Abstract

This short essay attempts to bring D.H. Lawrence and Alexis de Tocqueville into the same field of vision via a comparative assessment of the former's 1922 novel entitled 'Kangaroo' and the latter's classic study of the politics of the New World, 'Democracy in America.' It argues that as 'Good Europeans' the two writers were seeking both to learn from, as well as to teach about the meaning of modern civilization's transition to Democracy via the example provided by a specific national experiment 'in the field' - in Tocqueville's case as a result of his visit to America in the 1830's and in Lawrence's case as a result of his stay in Australia in the 1920's. The suggestion is that what Tocqueville's 'Democracy' is to America, so too Lawrence's 'Kangaroo'' is to Australia, which is to say that it is a book intended as a careful portrait of an 'actual democracy' (to use Lord Bryce's phrase) which is of universal significance in terms of the future of all societies moving in the direction of liberal freedom and democratic equality.
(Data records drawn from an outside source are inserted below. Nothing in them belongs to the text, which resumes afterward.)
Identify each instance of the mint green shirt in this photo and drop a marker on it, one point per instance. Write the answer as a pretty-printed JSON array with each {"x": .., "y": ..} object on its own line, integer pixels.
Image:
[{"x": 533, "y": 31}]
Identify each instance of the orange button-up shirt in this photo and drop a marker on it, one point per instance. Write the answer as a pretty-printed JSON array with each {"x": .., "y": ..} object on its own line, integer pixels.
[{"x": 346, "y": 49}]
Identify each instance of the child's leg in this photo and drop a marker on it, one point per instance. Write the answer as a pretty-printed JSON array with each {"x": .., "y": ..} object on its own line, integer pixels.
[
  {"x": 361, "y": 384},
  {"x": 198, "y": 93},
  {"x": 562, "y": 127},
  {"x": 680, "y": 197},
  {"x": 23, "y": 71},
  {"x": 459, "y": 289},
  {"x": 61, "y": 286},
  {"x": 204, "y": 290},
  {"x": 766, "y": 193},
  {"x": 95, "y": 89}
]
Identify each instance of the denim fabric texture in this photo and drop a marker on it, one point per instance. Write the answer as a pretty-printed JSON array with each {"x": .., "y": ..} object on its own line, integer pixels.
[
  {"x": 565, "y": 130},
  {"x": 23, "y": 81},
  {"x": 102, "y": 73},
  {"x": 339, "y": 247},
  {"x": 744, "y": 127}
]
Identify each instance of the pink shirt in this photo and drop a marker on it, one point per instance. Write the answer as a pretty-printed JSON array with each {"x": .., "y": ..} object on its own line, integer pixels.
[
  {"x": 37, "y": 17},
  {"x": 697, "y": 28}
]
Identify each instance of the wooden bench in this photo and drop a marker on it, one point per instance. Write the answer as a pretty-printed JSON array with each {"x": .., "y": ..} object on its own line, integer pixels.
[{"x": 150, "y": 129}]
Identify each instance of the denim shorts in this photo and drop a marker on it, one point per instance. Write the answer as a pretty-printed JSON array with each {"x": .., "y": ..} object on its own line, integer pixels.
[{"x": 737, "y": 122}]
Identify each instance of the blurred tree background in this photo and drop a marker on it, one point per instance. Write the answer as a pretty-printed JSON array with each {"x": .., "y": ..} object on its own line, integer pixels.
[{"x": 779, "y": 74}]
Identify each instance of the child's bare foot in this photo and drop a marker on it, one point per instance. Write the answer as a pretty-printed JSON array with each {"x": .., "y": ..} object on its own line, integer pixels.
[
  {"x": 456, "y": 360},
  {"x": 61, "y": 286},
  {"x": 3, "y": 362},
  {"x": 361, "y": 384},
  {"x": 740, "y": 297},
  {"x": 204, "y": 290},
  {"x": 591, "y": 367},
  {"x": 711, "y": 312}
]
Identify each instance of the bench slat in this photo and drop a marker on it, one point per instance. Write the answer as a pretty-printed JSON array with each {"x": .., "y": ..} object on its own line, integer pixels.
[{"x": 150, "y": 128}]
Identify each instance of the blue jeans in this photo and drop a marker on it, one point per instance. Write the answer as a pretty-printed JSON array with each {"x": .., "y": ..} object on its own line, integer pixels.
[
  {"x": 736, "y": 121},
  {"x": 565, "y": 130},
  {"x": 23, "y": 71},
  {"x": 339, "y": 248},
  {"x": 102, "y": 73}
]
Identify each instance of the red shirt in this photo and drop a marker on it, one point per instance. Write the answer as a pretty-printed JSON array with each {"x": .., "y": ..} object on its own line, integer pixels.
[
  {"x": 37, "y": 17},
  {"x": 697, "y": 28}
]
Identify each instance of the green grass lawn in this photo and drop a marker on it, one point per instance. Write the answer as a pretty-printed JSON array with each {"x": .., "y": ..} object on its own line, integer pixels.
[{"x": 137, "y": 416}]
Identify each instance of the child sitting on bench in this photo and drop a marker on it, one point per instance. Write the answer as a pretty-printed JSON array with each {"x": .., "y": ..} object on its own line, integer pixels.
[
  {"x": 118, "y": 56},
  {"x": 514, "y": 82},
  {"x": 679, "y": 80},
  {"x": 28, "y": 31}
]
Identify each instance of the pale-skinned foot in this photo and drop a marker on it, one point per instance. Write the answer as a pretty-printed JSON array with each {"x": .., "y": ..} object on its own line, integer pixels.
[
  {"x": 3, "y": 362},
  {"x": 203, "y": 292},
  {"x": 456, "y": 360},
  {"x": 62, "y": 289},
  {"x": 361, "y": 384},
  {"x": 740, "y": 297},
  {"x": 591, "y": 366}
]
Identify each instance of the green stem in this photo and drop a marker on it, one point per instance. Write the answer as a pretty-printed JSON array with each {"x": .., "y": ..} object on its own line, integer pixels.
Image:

In other words, the essay assumes that Lawrence's 'Kangaroo' may be taken as an 'update' of Tocqueville's classic study of democracy from almost a century before, even as Lord Bryce's 'The American Commonwealth' has always been so taken since its emergence about half way between the comparable studies of the 19th Century French 'sociologist' on the one hand and the 20th Century English novelist and the other.